The rollout of these new measures was against the backdrop of the acceleration in housing price witnessed over the past several months in the tier I cities in China. For example, in Shanghai high-end residential prices posted a q-o-q growth of 2.7% in 3Q13, up from 0.3% in 2Q13. However, we expect the new measures will only have a very limited impact on the residential market in the three cities for several reasons.
- First and foremost, the market has been primarily driven by strong demand from first-time home buyers, not speculators or investors, since the HPRs were first implemented in 2011. Compared to most tier II and III cities, the tier I cities, like Shanghai and Beijing, are becoming increasingly attractive to college graduates from other cities and provinces due to greater job opportunities and higher potential for career growth. As a result, the tier I cities see thousands of immigrants each year, which provide a steady pool of potential first-time buyers in addition to household formation drivers among local residents.
- Secondly, in contrast to the consistent buying demand, new supply is trending downwards gradually in the tier I cities as the cities develop and land available for future development decreases. Although the new measures tried to address this issue by increasing the land supply, it will take several years for these land plots to be developed into a meaningful supply to the market.

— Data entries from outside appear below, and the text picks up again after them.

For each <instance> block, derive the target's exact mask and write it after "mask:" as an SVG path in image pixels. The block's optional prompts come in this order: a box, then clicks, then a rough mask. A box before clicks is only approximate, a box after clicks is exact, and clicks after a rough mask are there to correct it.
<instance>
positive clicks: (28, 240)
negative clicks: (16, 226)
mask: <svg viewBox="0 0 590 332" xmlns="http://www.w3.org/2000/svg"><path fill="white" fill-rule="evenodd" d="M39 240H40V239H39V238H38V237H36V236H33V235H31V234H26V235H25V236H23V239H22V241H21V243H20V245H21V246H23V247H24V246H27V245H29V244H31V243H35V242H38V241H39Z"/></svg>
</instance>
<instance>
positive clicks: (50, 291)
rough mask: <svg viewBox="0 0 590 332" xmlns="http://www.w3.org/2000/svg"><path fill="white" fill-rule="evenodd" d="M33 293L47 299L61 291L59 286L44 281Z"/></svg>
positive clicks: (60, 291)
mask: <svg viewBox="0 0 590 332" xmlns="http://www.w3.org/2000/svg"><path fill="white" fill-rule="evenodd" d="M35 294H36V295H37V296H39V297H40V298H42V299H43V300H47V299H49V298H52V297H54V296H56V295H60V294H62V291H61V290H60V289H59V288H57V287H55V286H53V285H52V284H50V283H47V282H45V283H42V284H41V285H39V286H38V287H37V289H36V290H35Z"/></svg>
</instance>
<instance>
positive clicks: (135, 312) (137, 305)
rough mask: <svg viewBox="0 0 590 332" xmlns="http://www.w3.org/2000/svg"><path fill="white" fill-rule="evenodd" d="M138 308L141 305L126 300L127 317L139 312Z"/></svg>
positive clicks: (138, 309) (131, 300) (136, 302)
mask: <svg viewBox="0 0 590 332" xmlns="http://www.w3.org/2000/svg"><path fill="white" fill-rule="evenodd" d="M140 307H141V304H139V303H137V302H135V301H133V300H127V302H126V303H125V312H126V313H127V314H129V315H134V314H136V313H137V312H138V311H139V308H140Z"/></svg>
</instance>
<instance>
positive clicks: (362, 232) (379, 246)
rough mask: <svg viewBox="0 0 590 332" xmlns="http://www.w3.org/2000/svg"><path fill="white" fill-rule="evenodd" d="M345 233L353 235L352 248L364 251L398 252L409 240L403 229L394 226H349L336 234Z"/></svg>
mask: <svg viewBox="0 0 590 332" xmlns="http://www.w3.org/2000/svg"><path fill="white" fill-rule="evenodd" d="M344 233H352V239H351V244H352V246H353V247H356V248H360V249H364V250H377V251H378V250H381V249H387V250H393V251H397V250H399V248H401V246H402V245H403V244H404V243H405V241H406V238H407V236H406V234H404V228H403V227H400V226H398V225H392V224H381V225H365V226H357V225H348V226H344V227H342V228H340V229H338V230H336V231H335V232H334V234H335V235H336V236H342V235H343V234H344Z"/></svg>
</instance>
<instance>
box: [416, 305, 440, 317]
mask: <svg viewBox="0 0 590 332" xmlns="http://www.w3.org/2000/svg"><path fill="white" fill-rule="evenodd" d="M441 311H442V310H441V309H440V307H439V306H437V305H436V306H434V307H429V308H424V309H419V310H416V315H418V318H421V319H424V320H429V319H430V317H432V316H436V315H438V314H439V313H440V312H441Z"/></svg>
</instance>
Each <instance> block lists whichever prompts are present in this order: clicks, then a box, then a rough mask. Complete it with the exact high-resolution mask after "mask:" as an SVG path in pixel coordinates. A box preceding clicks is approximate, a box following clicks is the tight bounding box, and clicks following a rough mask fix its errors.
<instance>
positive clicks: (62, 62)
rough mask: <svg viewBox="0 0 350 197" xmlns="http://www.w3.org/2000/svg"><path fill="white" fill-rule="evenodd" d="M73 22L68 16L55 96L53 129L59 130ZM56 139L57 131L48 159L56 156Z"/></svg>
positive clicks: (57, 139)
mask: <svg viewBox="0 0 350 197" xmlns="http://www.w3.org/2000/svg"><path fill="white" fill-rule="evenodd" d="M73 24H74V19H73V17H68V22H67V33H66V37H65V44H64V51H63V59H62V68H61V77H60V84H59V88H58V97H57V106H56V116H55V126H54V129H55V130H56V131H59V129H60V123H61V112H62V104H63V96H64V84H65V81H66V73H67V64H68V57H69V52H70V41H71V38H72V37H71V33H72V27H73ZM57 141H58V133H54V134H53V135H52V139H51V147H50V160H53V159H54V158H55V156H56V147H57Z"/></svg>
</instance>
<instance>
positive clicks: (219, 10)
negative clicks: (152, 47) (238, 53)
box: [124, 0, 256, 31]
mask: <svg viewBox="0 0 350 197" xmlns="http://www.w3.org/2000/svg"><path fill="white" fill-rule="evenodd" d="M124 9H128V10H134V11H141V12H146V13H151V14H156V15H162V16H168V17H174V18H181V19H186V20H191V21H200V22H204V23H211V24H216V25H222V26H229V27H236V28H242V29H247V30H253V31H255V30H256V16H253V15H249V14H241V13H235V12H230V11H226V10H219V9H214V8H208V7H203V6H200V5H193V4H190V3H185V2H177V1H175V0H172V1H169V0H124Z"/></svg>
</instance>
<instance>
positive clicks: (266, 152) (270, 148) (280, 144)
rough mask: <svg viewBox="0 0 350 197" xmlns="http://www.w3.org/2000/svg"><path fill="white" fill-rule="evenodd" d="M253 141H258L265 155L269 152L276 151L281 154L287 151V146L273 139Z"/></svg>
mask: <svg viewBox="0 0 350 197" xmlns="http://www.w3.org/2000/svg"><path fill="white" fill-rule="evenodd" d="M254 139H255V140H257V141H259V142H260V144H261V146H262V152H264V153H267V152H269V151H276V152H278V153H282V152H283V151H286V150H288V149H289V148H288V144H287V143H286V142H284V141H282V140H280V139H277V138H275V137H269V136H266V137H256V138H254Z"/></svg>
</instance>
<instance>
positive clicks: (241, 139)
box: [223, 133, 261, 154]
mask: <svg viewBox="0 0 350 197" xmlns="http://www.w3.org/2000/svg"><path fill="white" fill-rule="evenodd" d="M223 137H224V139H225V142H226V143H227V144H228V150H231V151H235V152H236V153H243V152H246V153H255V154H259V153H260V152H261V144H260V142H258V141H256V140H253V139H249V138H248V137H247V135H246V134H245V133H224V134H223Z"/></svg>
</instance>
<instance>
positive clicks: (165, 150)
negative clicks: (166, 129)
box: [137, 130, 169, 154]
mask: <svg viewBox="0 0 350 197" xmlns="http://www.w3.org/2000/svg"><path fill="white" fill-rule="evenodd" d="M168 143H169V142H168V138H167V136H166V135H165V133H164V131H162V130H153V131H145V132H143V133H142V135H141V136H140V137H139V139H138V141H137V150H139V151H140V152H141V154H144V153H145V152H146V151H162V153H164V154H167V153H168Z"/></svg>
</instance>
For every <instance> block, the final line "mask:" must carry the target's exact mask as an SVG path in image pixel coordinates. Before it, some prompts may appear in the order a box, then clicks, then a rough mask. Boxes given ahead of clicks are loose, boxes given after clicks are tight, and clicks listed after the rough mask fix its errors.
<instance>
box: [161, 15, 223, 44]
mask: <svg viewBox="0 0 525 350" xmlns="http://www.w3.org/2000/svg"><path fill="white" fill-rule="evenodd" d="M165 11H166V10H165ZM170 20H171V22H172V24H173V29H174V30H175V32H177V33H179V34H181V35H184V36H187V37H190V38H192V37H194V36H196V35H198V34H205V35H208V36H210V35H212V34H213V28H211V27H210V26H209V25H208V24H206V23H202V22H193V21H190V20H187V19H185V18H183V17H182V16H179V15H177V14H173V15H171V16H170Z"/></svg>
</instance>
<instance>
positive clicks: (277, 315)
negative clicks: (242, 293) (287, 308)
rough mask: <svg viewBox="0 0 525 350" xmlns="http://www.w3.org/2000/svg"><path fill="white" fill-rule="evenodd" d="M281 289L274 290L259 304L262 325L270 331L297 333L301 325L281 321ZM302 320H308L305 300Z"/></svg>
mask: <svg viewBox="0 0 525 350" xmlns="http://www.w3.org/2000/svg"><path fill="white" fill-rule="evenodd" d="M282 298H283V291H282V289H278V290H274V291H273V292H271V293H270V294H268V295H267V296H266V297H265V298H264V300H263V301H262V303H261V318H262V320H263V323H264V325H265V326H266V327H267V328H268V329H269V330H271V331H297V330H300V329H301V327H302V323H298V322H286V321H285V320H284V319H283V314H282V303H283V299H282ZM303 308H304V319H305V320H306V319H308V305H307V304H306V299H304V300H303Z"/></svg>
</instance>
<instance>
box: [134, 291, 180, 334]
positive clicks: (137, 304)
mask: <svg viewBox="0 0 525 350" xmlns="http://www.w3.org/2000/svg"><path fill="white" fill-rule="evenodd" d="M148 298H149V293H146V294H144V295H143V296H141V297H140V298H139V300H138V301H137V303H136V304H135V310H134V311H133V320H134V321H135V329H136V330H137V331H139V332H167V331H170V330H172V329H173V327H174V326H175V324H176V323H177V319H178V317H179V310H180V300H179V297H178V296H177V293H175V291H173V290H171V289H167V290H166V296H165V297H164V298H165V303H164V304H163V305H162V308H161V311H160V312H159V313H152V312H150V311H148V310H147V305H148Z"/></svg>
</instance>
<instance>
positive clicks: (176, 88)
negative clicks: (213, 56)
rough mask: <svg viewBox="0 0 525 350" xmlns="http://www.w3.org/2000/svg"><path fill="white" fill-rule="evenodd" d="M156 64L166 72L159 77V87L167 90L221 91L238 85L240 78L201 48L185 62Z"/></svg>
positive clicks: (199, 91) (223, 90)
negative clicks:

- Last but not least, it has long been our view that there are sufficient policies in place in China to help stabilise the market. It is the lack of enforcement and strict implementation of those policies that has led to the problem of prices rising too quickly. A good example is the 20% capital gains tax which was introduced by the central government in March this year, but has been enforced and implemented only in Beijing so far as we know.
In sum, the new tightening measures might weaken market sentiment and thus result in a decline in sales volume in the short term, but are unlikely to reverse the current trend in housing prices. For the long-term sustainability of the market, we think the expansion of property tax scheme is one of the measures which will be needed; this would help rationalise buyers’ purchase incentives (vs. leasing) and reduce local governments’ reliance on land sales.